A lot has been written lately about risk and how to address it from an IT perspective. Once you've identified risks, prioritized the risks considering 'likeliness to occur” and 'impact to your project”, and decided which risks are worth addressing and which ones you deem not critical enough or likely enough to occur to even worry about, then it's time to decide your strategy on dealing with the risk list you have left.

Risk Strategy

You're an IT consultant - either leading a team of skilled resources on an engagement or you're part of that skilled team as a critical expert technical resource. Either way, you're going to be involved in the risk planning, identification, and strategy process.

The scenario should go like this You brainstorm with your team members and hopefully your customer on what potential risks loom that can doom or seriously affect your project.
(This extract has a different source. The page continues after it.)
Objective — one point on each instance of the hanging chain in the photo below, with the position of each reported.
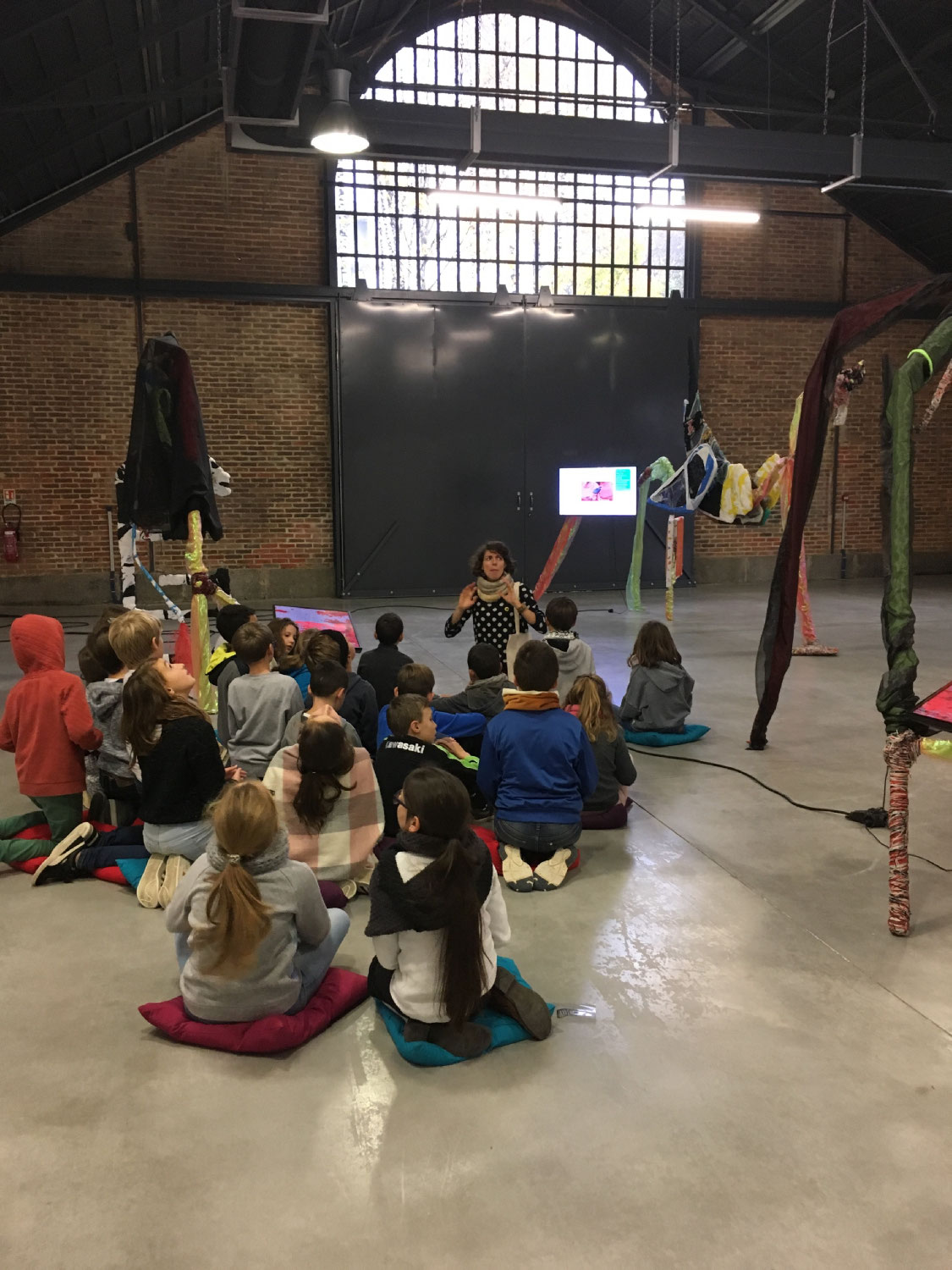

Now you have a list that is far too long to deal with in detail, so you must prioritize the risks weighing them usually on two combined rankings - likeliness to occur and impact to the project.

This is the only way to draw your line in the sand as to where your comfort level is on these risks. This is the line above which your team feels there is a definite need to address and create some sort of action plan.Below which you deem them not worth worrying about - at least from a cost/benefit standpoint.

I usually compare this to buying car insurance. When buying insurance, you must make a decision on the size of your deductible. It's based on a comfort level you have on how much you're ok with paying in the rare event of an accident that is your fault. You aren't likely to go with the lowest deductible possible, but you're also not likely to go with the highest either. You'll find your comfort point somewhere in between.

Once you've arrived at that list, with that 'special” line, then you're ready for risk strategy. There are generally two main types, Risk Mitigation and Risk Avoidance. Let's look at each.

Risk Mitigation

Risk mitigation is the act of working to minimize the risk impact should the risk actually occur. Working to mitigate risk means that you come up with a plan to lessen the impact on your project or your customer should the risk event actually happen.

An example of this may be to recommend that a data centre moves from weekly backups to daily backups to ensure that the client never loses more than 24 hours worth of data in the event of a disaster or crash. By taking this action you've not eliminated the risk, but you've potentially greatly reduced its impact should the risk event be realized.​​​

Risk Avoidance

Risk avoidance is the act of taking some sort of action or putting plans in place that will greatly reduce the likelihood of the risk event even happening, not just reducing its impact. This, of course, is not always possible. But on the risks that it is possible for, it can mean a great deal to your overall bottom line on a project. In the backup example above, let's assume the data you have is extremely critical and highly sensitive possibly financial in nature. And it is for high-dollar, high-visibility projects. No one can really afford to take a hit on that type of data loss.

By moving into risk avoidance mode on this by, say, using clustered data storage technology, you've now virtually eliminated the risk altogether.albeit at a considerably greater implementation cost. But if it's critical enough to avoid, then it may well be worth it. You've spent more on the process and technology, but you've eliminated the worst-case scenario of 24-hour data loss in the risk mitigation example.